Beginning in fall 2015, undergraduate fees at the state’s schools will rise 4 percent each year for four years, and graduate fees will rise 2 percent each year for four years. Undergraduate fees at Nevada State College will rise 2.5 percent in the first year and 3.5 percent for the next three years.
“Increasing the cost of a college education is never an easy decision,” Dan Klaich, chancellor of the Nevada System of Higher Education, said in a statement. “We have continued to reduce costs, increase efficiencies and explore new revenue options. These increases will help us improve our student services and classroom instruction.”
Increased fees will affect Western Nevada College, University of Nevada, Reno, UNLV, College of Southern Nevada, Nevada State College, Great Basin College and Truckee Meadows Community College.
By 2018, students at the University of Nevada, Las Vegas, or University of Nevada, Reno, will pay $6,720 a year, up from $5,745 a year now.
About 30 students attended the regents’ meeting in Reno and in satellite locations in Las Vegas, the Las Vegas Review-Journal reported.
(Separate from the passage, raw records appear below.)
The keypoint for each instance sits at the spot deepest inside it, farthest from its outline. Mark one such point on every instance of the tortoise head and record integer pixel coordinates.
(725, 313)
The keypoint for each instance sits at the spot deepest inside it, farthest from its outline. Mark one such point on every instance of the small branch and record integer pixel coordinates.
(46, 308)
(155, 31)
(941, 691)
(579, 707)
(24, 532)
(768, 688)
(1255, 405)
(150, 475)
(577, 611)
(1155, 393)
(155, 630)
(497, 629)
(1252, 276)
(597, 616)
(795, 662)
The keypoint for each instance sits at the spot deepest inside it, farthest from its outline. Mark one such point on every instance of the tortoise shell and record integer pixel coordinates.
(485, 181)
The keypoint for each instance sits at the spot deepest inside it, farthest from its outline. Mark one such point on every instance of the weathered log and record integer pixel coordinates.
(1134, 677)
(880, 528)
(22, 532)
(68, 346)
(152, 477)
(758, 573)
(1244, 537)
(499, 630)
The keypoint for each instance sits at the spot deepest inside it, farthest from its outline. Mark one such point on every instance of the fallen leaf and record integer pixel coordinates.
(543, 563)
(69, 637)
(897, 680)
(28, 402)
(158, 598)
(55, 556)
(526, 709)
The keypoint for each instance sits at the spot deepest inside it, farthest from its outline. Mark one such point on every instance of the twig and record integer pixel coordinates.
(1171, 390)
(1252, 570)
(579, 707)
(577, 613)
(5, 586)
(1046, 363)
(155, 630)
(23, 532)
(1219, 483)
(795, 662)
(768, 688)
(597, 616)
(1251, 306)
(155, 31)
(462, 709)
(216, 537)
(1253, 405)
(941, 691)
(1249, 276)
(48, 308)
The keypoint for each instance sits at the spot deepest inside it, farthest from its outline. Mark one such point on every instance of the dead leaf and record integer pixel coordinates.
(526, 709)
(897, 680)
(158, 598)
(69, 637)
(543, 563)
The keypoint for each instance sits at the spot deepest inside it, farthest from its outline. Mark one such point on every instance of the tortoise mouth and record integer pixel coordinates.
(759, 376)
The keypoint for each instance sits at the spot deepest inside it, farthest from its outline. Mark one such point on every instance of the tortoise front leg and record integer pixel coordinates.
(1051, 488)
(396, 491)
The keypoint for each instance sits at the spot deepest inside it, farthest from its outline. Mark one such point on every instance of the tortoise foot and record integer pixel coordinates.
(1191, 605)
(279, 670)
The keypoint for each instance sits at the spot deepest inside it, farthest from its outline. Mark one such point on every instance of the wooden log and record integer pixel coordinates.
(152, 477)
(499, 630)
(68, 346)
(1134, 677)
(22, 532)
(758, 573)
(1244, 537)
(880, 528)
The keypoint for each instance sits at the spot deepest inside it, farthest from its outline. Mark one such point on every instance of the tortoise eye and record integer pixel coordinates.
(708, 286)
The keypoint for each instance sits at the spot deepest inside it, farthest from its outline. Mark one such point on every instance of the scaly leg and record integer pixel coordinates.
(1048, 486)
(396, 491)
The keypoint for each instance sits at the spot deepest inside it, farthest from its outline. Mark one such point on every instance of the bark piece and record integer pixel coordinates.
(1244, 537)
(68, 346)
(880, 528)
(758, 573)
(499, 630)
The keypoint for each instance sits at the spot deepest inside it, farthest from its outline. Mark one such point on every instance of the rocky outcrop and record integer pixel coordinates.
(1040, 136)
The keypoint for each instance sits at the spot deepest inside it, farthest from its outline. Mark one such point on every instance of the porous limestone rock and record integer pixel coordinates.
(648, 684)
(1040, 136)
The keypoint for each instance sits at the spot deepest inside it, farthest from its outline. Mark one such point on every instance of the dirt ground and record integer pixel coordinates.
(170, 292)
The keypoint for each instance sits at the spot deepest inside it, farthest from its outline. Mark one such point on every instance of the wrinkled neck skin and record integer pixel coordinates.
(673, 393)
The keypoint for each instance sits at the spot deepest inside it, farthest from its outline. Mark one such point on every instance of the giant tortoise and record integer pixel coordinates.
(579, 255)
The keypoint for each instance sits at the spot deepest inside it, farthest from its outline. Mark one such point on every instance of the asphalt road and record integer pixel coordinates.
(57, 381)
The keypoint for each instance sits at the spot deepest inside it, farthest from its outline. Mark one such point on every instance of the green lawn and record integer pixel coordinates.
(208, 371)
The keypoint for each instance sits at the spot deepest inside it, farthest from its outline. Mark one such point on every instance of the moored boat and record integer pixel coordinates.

Some supported the hike, saying it would help improve their schools, but most opposed it, saying it would pose a financial hardship.
“I might have to drop out, go to community college or become a part-time student and full-time employee,” said Betzabe Sanchez, a student government senator and engineering student at UNLV.
Elias Benjelloun, UNLV’s undergraduate student body president, expressed disappointment the vote was held after classes had let out for the summer.
“It made it very difficult for us to voice our opinions and our concerns to regents,” he said.
Student tuition covers about one-third of the operating budget for Nevada’s colleges and universities, while the state appropriates about two-thirds of the funds.